Karnataka witnessed a 46% dip in foreign direct investment from $5.3 billion in the first-half of 2022-23 to about 2.8 billion in the first six months of the current fiscal, due to reduced funding for start-ups and a drop in FDI inflow in the IT/software sector, the Mid-Year Review of State Finances tabled in the Assembly on Thursday said.
Karnataka has seen a sharp decline in funding for startups, especially in Bengaluru, it said.
"Due to slowdown in advanced economies, Karnataka witnessed a 46% decrease in FDI, dropping by $2.5 billion from $5.3 billion in the first half of FY23 to about $2.8 billion in the first half of FY24, mainly due to reduced funding for start-ups and a drop in FDI inflow in the IT/Software sector," the review said.

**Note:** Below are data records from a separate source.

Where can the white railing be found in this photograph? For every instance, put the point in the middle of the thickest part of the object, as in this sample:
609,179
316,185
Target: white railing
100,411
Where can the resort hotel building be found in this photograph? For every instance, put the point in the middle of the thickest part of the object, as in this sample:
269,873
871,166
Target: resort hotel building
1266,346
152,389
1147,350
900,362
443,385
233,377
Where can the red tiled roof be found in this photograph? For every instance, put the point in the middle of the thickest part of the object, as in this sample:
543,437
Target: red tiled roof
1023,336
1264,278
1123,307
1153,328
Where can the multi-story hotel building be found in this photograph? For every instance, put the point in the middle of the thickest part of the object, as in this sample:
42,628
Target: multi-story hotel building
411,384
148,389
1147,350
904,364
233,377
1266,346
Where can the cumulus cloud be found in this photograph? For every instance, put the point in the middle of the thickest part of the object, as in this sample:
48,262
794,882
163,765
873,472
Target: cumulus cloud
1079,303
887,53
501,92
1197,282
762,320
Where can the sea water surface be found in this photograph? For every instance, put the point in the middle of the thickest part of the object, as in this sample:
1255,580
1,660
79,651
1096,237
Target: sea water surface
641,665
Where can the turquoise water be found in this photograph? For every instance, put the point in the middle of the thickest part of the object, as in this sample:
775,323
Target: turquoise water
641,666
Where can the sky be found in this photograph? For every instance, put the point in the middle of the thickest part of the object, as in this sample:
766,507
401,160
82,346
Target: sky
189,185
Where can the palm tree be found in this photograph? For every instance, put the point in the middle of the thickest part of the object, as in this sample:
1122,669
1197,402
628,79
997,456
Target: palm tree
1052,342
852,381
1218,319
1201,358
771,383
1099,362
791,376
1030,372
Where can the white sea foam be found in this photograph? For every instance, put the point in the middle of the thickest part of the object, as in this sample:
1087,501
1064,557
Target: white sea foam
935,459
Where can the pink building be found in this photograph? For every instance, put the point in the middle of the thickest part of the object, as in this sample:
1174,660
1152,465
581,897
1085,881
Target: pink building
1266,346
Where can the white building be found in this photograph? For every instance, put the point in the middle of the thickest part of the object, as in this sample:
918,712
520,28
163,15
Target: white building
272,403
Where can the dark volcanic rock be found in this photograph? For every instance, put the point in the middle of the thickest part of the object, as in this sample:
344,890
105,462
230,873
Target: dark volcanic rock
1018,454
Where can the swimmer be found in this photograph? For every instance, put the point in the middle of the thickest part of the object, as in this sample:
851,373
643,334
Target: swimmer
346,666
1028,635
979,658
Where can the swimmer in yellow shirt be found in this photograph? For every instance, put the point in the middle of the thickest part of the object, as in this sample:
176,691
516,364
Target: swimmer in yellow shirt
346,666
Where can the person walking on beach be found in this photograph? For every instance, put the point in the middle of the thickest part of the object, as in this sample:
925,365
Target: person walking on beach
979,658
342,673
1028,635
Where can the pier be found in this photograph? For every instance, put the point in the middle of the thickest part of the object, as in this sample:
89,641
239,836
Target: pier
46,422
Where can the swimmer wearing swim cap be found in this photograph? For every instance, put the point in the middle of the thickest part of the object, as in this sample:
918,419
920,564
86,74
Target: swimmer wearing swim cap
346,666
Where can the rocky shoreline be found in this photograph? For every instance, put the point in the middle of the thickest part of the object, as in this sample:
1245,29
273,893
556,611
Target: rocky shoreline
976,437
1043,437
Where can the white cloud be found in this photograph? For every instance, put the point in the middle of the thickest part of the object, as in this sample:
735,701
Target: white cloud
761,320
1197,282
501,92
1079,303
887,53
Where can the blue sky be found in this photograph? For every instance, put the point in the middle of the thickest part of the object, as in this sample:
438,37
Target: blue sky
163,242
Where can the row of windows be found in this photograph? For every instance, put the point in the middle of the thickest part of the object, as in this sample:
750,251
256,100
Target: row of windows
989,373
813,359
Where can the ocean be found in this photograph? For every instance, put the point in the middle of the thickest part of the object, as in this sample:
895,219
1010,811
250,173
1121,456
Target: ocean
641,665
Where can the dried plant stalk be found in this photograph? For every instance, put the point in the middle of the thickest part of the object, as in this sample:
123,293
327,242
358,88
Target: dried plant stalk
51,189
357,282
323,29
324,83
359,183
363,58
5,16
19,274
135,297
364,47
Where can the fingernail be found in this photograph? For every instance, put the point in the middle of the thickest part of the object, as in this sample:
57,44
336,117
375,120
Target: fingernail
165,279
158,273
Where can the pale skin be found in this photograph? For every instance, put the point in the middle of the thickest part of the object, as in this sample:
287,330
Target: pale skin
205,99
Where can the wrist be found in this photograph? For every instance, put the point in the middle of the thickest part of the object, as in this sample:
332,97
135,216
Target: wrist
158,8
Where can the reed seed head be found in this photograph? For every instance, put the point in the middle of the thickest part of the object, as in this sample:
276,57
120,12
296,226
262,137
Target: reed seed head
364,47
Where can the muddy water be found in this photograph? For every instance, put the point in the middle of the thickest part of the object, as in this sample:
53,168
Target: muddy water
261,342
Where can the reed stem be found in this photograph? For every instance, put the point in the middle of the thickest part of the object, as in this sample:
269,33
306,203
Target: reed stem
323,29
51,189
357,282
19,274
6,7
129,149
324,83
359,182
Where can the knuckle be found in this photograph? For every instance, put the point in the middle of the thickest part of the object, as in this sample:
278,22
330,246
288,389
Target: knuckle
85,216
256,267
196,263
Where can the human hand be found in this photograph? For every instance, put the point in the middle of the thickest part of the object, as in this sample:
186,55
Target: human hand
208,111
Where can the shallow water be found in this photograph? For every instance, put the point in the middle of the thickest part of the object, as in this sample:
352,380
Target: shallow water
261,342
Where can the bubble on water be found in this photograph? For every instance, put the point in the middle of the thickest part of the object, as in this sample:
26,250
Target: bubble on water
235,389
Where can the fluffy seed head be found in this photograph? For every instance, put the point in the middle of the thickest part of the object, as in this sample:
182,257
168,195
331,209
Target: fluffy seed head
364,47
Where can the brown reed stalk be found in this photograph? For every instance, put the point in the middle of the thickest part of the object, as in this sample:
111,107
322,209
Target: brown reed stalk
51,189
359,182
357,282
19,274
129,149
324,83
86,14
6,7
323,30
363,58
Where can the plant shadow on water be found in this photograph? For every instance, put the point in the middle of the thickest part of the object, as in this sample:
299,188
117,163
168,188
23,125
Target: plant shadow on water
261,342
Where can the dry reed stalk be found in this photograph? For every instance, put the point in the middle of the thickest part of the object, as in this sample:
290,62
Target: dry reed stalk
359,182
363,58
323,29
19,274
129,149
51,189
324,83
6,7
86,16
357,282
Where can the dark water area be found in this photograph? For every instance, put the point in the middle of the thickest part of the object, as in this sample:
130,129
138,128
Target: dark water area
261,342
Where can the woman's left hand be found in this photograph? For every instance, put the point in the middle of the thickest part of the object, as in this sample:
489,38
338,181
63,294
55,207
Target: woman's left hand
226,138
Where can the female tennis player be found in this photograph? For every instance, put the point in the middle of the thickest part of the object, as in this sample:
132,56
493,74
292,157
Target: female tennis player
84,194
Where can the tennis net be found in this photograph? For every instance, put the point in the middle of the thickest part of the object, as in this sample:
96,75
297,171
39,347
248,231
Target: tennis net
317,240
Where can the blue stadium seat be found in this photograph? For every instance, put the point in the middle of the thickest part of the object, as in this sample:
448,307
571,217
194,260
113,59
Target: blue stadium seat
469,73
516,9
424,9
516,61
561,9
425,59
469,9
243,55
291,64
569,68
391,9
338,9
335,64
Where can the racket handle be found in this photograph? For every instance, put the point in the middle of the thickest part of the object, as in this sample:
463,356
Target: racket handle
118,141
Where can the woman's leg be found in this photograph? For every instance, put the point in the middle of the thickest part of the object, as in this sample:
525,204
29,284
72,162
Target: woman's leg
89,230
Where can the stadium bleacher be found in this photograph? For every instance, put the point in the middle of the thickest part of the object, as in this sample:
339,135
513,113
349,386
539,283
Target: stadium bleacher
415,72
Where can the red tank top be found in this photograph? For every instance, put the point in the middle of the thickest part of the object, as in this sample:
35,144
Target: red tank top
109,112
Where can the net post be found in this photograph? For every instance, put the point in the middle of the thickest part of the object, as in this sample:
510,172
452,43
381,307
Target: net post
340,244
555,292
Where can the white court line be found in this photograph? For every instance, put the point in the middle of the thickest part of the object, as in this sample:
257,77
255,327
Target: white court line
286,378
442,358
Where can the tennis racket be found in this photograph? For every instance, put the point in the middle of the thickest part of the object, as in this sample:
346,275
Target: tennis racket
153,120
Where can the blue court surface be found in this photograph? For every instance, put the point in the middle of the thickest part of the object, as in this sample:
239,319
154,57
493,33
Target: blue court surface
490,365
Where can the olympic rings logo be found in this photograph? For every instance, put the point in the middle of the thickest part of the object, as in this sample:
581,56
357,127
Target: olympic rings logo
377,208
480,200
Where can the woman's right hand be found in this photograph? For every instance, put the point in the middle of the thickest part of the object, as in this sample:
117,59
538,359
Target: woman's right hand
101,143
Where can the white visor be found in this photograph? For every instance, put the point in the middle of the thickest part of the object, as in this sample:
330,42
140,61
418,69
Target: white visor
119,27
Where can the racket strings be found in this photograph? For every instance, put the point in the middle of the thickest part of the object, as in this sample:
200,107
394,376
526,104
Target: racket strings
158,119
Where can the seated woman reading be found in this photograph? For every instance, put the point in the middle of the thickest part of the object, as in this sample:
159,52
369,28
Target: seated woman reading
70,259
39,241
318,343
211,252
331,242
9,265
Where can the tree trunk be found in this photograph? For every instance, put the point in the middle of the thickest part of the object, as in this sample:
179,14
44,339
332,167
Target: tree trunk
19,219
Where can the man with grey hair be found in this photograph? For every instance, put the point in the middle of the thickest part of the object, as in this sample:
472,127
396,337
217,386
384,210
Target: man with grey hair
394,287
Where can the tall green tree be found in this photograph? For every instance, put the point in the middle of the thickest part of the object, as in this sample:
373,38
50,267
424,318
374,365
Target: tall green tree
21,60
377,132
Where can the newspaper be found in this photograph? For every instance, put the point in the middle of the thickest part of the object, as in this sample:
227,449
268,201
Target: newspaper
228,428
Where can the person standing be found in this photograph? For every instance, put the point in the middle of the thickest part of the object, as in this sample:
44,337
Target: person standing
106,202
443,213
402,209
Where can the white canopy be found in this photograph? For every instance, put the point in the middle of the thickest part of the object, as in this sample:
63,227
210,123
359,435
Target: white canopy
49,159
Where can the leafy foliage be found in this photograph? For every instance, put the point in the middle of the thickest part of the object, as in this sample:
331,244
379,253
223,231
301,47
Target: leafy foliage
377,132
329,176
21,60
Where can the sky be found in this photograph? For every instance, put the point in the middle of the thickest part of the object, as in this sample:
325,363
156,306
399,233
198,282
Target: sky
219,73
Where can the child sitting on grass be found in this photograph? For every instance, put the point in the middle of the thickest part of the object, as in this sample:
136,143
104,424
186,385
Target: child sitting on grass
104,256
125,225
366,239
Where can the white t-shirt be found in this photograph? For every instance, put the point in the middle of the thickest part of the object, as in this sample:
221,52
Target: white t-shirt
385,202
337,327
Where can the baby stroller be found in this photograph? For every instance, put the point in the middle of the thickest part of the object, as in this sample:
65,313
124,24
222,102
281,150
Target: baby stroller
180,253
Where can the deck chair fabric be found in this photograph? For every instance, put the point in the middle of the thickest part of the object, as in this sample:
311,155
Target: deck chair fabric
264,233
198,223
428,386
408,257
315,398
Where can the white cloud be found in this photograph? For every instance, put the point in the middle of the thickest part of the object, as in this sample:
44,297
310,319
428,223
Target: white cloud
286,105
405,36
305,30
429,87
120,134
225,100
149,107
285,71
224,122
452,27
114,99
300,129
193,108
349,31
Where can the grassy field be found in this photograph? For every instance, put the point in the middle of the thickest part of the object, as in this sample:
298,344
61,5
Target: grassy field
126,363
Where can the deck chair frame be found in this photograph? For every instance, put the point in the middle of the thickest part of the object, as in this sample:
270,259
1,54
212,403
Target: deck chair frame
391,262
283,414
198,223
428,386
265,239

Noting that the Private Equity/Venture Capital (PE/VC) sector has experienced a downturn, attributed to amplified uncertainty caused by macroeconomic challenges and geopolitical conditions, influencing the global VC funding scene, it said, "the Indian start-up ecosystem grapples with heightened investor caution and valuation concerns." Start-up funding activity in India decreased by approximately 70% ($4.7 billion), dropping from $6.6 billion in Q1 FY23 to $1.9 billion in Q1 FY24, the review said.
Bengaluru, renowned as India's start-up capital and home to 40% of India's unicorns, is facing the impact of these challenges, it said. Start-up funding activity in Karnataka dropped by approximately 80% ($2.8 billion), decreasing from $3.4 billion in Q1 FY23 to $0.6 billion in Q1 FY24.
Another significant factor contributing to the 23.9% drop in FDI in India is the services and computer software market, witnessing a substantial 60% decline ($ four billion), the review said. Karnataka, being the IT hub of India with a majority of global IT companies headquartered in Bengaluru, amplifies the impact for the state.
Monetary policy tightening has squeezed the aggregated demand resulting in a downturn in foreign direct investment, the review, while analysing the global economic scenario, said. Due to ongoing Russia-Ukraine conflict and the outbreak of war between Israel and Palestine, the global supply chain, and trade outlook is adversely impacted.
Sounding upbeat about Karnataka, it said the state is one of the fastest growing economies in the country, and its economic growth is steady, stable and resilient, compared to other States.
The economic outlook for Karnataka in September 2023 is positive. The State economy is expected to continue to grow at a strong pace, driven by the services sector. The industrial sector is also expected to perform well. The State displays strong revenue collection in the country, and it now ranks second in the nation for GST collections, it added.
However, monsoon failure has had adverse impact on agricultural production and hydroelectricity generation, which in turn poses adverse risk to the state's economic growth, it cautioned.
It is expected that the five Guarantee schemes would not only lead to distributive justice but also would boost the economic growth of the state in the short run by increasing consumption. The review said with necessary structural reforms and enhanced 'Ease of Doing Business' coupled with higher Capital Expenditure is expected to maintain the high growth trajectory of the State in the long run.